Default SMP Scheduler (DSS)

The default SMP scheduler (DSS) in Linux 2.4.x treats processes and threads the same way, referring to them as tasks. Each task has a corresponding data structure which maintains state related to address space, memory management, signal management, open files and privileges. Traditional threading models and light-weight processes are supported through the clone system call.

For the purpose of scheduling, time is measured in architecture-dependent units called ticks. On x86 systems, timer ticks are generated at a 10ms resolution. Each task maintains a counter (tsk->counter) which expresses the time quantum for which it can execute before it can be preempted. By decrementing this counter on timer tick interrupts, DSS implements a priority-decay mechanism for non-realtime tasks. The priority of a task is determined by a goodness() value that depends on its remaining time quantum, nice value and the affinity towards the last CPU on which it ran. DSS supports preemption of tasks only when they run in user mode. Priority preemption can occur any time the scheduler runs.

The kernel scheduler consists of two primary functions :

1. schedule(void) : This function is called synchronously by a processor to select the next task to run e.g. at the end of sleep(), wait_for_IO() or schedule_timeout(). It is also called preemptively on the return path from an interrupt e.g. a reschedule-IPI (interprocessor interrupt) from another processor, I/O completion or system call.
2. reschedule_idle(task_struct *tsk) : This function is called in wake_up_process() to find a suitable processor on which the parameter task can be dispatched. wake_up_process() is called when a task is first created or when it has to be re-entered into the runqueue after an I/O or sleep operation. reschedule_idle() tries to find either an idle processor or one which is running a task with a lower goodness value. If successful, it sends an IPI to the target CPU, forcing it to invoke schedule() and preempt its currently running task.

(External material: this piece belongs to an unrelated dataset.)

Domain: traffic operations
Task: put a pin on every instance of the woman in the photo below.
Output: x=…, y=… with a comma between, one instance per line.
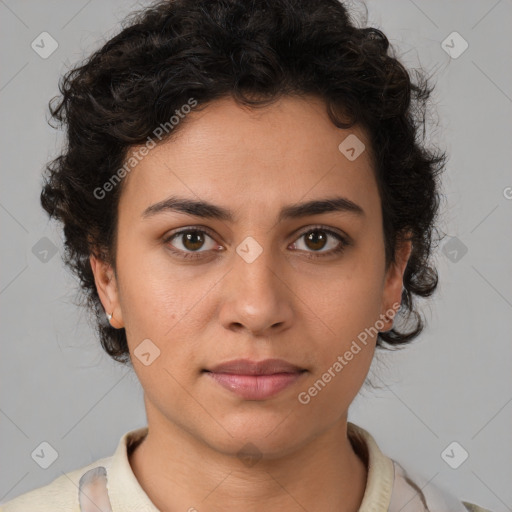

Internally, the scheduler maintains a single runqueue protected by a spinlock. The queue is unordered, which allows tasks to be inserted and deleted efficiently. However, in order to select a new task to run, the scheduler has to lock and traverse the entire runqueue, comparing the goodness value of each schedulable task. A task is considered schedulable if it is not already running and it is enabled for dispatch on the target CPU. The goodness value, determined by the goodness() function, distinguishes between three types of tasks : realtime tasks (values 1000+), regular tasks (values between 0 and 1000) and tasks which have yielded the processor (value -1). For regular tasks, the goodness value consists of a static or non-affinity part and a dynamic or affinity part. The non-affinity goodness depends on the task's counter and nice values. The affinity part accounts for the anticipated overheads of cache misses and page table switches incurred as a result of migrating tasks across CPUs. If the invoking CPU is the same as the one the task last ran on, the goodness value is boosted by an architecture dependent value called PROC_CHANGE_PENALTY. If the memory management object (tsk->mm) is the same, goodness values are boosted by 1. The counter values of all tasks are recalculated when all schedulable tasks on the runqueue have expired their time quanta. Due to space limitations, we refer the reader to detailed descriptions of DSS in  [6,1].

The implications of the scheduling algorithm for large SMP and NUMA machines is discussed in Section 4.